Inmóvil me quedaba también cuando me encontrabas, aguantando con una mueca que en tu mediocre confianza leías como sonrisa. Lloraba cuando me arrastraste de mi hogar y podabas mis hojas, pues así me creías embellecer. Ignorabas cuando corregía el nombre por el que me llamabas, cuando te rechazaba y tu soberbia lo tomaba como un juego.

Tus ojos perseguían tu idea de mí: una preciosa orquídea encerrada en porcelana, la flor que creció esperando un singular zumbido, sin ojos ni oídos para nadie más. Jamás vieron a mi salvaje yo de hojas meciéndose al viento, pues el amor que me descubriste fue el que siempre se predicó: el deseo escondiendo dominación.

Perdido en el invernadero que es tu psique, que levantaste evadiendo la realidad, yo me marchitaba como una planta más. Habría valido cualquier otra flor lo suficientemente parecida para que proyectaras tu artificial ideal. De delicados pistilos o lustrosas hojas, hasta el mísero plástico habría bastado para satisfacer tus mundanas fantasías.
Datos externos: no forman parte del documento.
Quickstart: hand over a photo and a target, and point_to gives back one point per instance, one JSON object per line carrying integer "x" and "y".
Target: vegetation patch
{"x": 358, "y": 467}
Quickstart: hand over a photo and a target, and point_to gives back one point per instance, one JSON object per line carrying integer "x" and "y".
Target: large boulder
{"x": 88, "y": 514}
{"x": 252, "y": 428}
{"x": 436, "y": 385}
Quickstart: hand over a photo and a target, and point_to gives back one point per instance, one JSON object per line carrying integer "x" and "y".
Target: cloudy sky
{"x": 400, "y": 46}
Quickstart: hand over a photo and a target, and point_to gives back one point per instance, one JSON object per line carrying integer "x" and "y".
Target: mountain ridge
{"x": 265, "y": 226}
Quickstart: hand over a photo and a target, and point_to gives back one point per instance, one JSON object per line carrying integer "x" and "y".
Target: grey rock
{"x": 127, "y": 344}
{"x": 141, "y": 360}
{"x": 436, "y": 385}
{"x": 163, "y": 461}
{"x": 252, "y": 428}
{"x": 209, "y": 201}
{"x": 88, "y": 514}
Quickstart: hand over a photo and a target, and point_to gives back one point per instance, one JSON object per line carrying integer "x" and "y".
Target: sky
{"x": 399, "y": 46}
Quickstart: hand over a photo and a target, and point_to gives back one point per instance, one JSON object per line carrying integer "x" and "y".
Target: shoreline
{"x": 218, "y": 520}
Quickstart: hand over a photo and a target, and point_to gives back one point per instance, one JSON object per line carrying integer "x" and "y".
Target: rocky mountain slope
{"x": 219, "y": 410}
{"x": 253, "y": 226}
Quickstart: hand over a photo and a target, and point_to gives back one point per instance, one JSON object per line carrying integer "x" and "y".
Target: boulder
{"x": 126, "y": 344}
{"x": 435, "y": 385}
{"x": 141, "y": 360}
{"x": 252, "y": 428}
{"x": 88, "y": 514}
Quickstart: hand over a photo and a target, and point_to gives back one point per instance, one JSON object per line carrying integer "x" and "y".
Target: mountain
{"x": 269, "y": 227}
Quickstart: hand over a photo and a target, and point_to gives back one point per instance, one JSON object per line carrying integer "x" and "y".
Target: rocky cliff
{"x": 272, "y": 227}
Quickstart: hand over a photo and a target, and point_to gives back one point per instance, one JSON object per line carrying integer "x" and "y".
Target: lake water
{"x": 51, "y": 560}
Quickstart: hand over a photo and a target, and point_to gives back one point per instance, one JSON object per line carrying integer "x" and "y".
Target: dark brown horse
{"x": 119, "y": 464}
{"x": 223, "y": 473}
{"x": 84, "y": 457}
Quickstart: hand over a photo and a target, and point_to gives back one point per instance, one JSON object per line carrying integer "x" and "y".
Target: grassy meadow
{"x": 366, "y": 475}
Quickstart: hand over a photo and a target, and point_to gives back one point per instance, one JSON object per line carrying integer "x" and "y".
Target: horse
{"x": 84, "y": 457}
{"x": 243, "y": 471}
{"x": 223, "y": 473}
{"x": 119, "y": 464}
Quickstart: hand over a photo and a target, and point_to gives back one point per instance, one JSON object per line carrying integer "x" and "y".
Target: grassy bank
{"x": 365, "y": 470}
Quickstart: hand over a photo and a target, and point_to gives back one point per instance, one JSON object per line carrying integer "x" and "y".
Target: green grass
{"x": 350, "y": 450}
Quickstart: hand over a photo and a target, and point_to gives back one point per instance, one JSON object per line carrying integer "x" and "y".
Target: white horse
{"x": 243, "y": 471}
Entré siguiendo tus baladas y estas se convirtieron en gritos. Me quedé por abrazos que terminaron apresándome. Demasiado frágil para huir, intento echar raíces en el pobre sustrato. ¿Y si esta era la idea de amor? Pues nadie más siente quemar este sol. ¿Es este dolor por el que la gente pierde la razón? ¿A lo que debo aspirar?

El agua salada riega la porcelana de mi nuevo hogar, dándome la respuesta.

Esa noche, cuando acudiste a mí, levanté mi áspero rostro hacia ti.

No soy una planta. No soy un maniquí o lienzo sobre el que proyectar tus fantasías. Mi corazón late como el tuyo, siente como el tuyo. Por eso, cuando abrí mi boca ante tu hambre fui yo quien ahora decidió devorarte.

No por gula. No por lujuria. Fue por cansada ira que corté la raíz de tu imaginación. Tu cabeza rodó, segada por los dientes ocultos tras los pétalos. En esta prisión de cristal, que distorsiona la realidad, sé que solo las hortensias llorarán tu muerte con su rubor.

Y ahora alzo el vuelo, libre de la cortante porcelana y del ardiente invernadero. Algún día te encontraré, Amor. A ese sentimiento que podré devorar sin más impulso que mi propia voluntad, sin más doctrina que la mía propia. A esos besos que embriagan sin cortar. De mientras, me abrazo a las amigas de mi colmena, floreciendo como algo más que una orquídea.